Deep Learning in Medical Image Analysis

Deep Learning in Medical Image Analysis
Author: Gobert Lee
Publisher: Springer Nature
Total Pages: 184
Release: 2020-02-06
Genre: Medical
ISBN: 3030331288

This book presents cutting-edge research and applications of deep learning in a broad range of medical imaging scenarios, such as computer-aided diagnosis, image segmentation, tissue recognition and classification, and other areas of medical and healthcare problems. Each of its chapters covers a topic in depth, ranging from medical image synthesis and techniques for muskuloskeletal analysis to diagnostic tools for breast lesions on digital mammograms and glaucoma on retinal fundus images. It also provides an overview of deep learning in medical image analysis and highlights issues and challenges encountered by researchers and clinicians, surveying and discussing practical approaches in general and in the context of specific problems. Academics, clinical and industry researchers, as well as young researchers and graduate students in medical imaging, computer-aided-diagnosis, biomedical engineering and computer vision will find this book a great reference and very useful learning resource.

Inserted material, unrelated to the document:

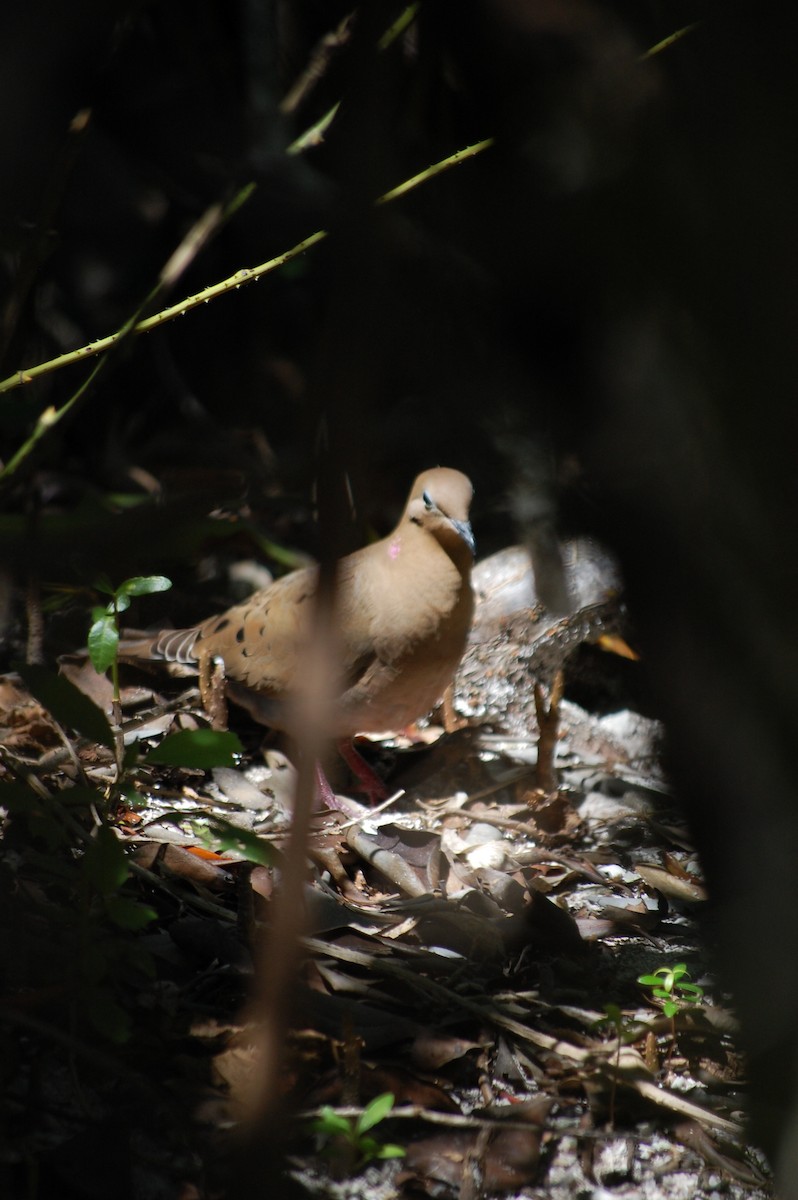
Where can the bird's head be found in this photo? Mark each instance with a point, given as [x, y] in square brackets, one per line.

Data Engineering in Medical Imaging

Data Engineering in Medical Imaging
Author: Binod Bhattarai
Publisher: Springer Nature
Total Pages: 132
Release: 2023-11-01
Genre: Computers
ISBN: 3031449924

​Volume LNCS 14414 constitutes the refereed proceedings of the 26th International Conference on Medical Image Computing and Computer-Assisted Intervention, MICCAI 2023, which was held in Vancouver, Canada in October 2023. The DEMI 2023 proceedings contain 11 high-quality papers of 9 to 15 pages pre-selected through a rigorous peer review process (with an average of three reviews per paper). All submissions were peer-reviewed through a double-blind process by at least three members of the scientific review committee, comprising 16 experts in the field of medical imaging. The accepted manuscripts cover various medical image analysis methods and applications.